“The management of the sheep is carried out by the Sheep Court, an elected body of eleven men, including the vet. They invigilate the flock, and the numbers of sheep kept by each household are regulated by the sheep regulations. The Sheep Court is responsible for ensuring that every breach in the sheep dyke is repaired as soon as possible. There is an annual count of sheep done by the sheep men and the number is recorded.”
(Christine Muir, Orkney Days, 1986)

The formal structure of the management of the flock was put in place shortly after the sheep dyke was completed. An agreement was worked out between the laird at the time, John Traill of Woodwick, and the island crofters, whereby the occupants of each croft would have a right to put a fixed number of sheep on the beach, in return for agreeing to look after the maintenance of the sheep-dyke and obey rules of flock management.

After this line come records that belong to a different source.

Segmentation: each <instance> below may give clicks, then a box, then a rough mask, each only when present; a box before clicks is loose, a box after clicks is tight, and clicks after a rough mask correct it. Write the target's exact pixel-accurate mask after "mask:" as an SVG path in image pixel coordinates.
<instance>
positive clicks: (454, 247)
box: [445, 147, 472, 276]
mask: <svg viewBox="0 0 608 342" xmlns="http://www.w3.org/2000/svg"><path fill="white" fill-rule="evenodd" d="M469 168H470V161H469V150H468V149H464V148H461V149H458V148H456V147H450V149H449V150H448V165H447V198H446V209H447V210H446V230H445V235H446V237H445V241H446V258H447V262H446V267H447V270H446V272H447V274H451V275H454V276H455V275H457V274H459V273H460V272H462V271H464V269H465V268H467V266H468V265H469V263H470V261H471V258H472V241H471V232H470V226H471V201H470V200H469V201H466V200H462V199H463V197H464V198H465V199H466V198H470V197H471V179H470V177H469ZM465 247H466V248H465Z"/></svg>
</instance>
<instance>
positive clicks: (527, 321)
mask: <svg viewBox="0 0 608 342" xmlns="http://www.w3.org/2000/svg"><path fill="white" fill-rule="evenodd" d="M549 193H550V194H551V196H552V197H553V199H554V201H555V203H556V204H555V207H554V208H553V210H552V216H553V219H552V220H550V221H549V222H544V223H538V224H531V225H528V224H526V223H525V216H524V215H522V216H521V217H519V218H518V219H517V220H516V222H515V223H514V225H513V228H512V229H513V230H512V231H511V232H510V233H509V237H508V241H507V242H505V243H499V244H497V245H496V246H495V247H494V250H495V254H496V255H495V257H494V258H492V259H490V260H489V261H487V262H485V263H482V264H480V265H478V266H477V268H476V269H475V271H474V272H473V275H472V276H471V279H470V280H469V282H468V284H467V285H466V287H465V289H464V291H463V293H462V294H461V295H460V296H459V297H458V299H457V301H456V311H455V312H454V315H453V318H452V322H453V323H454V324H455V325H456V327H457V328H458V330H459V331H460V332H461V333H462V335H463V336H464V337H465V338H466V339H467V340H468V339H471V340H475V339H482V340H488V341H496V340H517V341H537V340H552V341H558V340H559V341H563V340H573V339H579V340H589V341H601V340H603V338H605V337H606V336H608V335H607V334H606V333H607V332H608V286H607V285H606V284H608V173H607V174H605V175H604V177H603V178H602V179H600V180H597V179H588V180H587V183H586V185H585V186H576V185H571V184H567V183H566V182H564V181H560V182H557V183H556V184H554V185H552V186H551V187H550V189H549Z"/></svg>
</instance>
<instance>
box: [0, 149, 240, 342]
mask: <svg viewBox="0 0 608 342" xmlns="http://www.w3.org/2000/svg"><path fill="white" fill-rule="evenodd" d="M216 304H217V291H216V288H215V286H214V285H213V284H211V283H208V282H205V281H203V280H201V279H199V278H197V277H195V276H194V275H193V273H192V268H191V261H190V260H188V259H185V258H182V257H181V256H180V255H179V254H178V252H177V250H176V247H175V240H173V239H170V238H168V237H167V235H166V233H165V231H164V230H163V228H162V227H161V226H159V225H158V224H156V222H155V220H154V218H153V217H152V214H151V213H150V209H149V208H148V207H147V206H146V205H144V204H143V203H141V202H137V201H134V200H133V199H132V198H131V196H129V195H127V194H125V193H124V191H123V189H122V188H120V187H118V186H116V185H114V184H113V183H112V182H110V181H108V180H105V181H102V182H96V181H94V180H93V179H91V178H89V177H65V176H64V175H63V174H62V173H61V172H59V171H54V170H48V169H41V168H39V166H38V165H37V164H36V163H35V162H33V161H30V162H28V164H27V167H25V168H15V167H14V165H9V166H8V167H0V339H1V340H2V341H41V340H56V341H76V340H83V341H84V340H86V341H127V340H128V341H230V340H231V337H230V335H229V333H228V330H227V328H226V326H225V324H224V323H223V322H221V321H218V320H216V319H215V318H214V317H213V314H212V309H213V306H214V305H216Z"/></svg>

The sheep regulations were updated at various stages, and a version presented to the Crofters Commission when it visited the island in the summer of 1893.

”(1) There are 71 crofts or farms on the island of North Ronaldsay. Crofters or others are allowed to keep from 10 to 60 sheep each according to the size of their holding. Six non-tenants are allowed to have a total of 65 sheep. It is hardly conceivable that such a large flock as 2,250 sheep can be maintained on seaweed and confined to the island beaches, living on the outside of a surrounding dyke (12 to 13 miles long) which partitions their sheeprun from the cultivated part of the island.

(8) Two Sheepmen from each of the five Toonships shall be elected in order to carry out and enforce the Sheep regulations.

(9) New Sheepmen are to be sworn-in before a Magistrate, or Justice of Peace. The keeper of the Sheep Register shall for his services be allowed to keep 15 sheep over and above any other allocation he may have, and each Sheepman is likewise allowed an extra 10 above the normal allocation.”
(Quoted in Peter A. Tulloch, A Window on North Ronaldsay)

At several times of the year the sheep are gathered together and ‘punded’.

”The ‘punding’ or penning of the sheep was formerly done six times every year. The first, called the ‘scoring punding’, took place in February when the sheep were numbered in accordance with the sheep regulations. The second and third pundings were for ‘rooing’ or clipping. The earlier of these took place about mid-summer and the other about a fortnight later. Sheep dipping made another punding necessary before the start of harvest work. The selection of suitable animals for slaughter accounted for the fifth and sixth pundings of the year. These were carried out just before Christmas and the New Year, and Dennis Ness, being considered the most important pund of the island, was always punded on Christmmas Eve and New Year’s Eve. All punding dates and times had to be fixed so as to coincide with spring tides and high water.”

(Peter A. Tulloch, A Window on North Ronaldsay)

“When the signal goes up for the pund – a large orange fishing float hoisted on a pole, which can be seen all over the island – people gather at the dyke nearest the pound. The sheep are chased along the beach, and just beyond the pund, which is a dry-stane enclosure, a barrier of wire netting is stretched right down to the sea, to prevent the sheep racing past. When they are inside the pund, a temporary gate closes it off, and access is by stile only.”